# River pro question



## Tl1000r (Nov 13, 2013)

Hey my wife finally caved in , and said I can get a new boat . 

I just put my sugar sand up for sale , and once it's sold I'm looking to get a river pro .

My question is has anyone ever installed a ladder on their boat , that is one comfort that she won't give up .


----------



## 1960KLM (Nov 13, 2013)

[url=https://www.tinboats.net/forum/viewtopic.php?p=334408#p334408 said:


> Tl1000r » 13 Nov 2013, 19:43[/url]"]Hey my wife finally caved in , and said I can get a new boat .
> 
> I just put my sugar sand up for sale , and once it's sold I'm looking to get a river pro .
> 
> My question is has anyone ever installed a ladder on their boat , that is one comfort that she won't give up .

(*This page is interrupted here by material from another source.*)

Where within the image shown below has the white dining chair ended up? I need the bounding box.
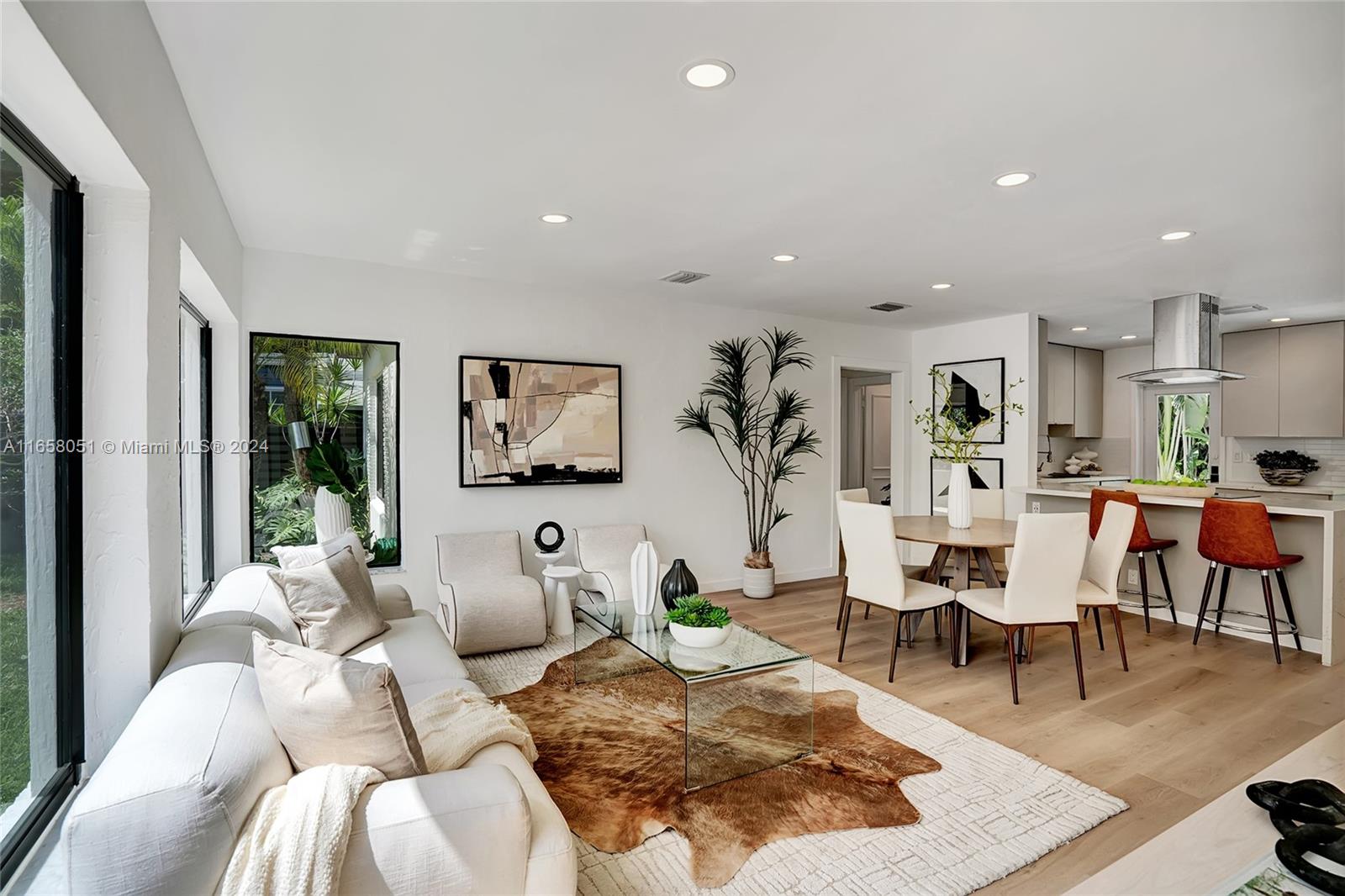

  I can't say anything about a ladder but how you like that sugar sand what motor is in it.


----------



## Tl1000r (Nov 13, 2013)

It's a 2004 mirage with the 240 in it. Does 52 with 4 people 

I love it , use it on the delaware river and lake by my house it's good to go where prop boats can't , but after a test ride with kevin last year and talking with Chris several times , I want to go where most boats cant .


----------



## Jim (Nov 14, 2013)

Awesome! Let us know when you get it.


----------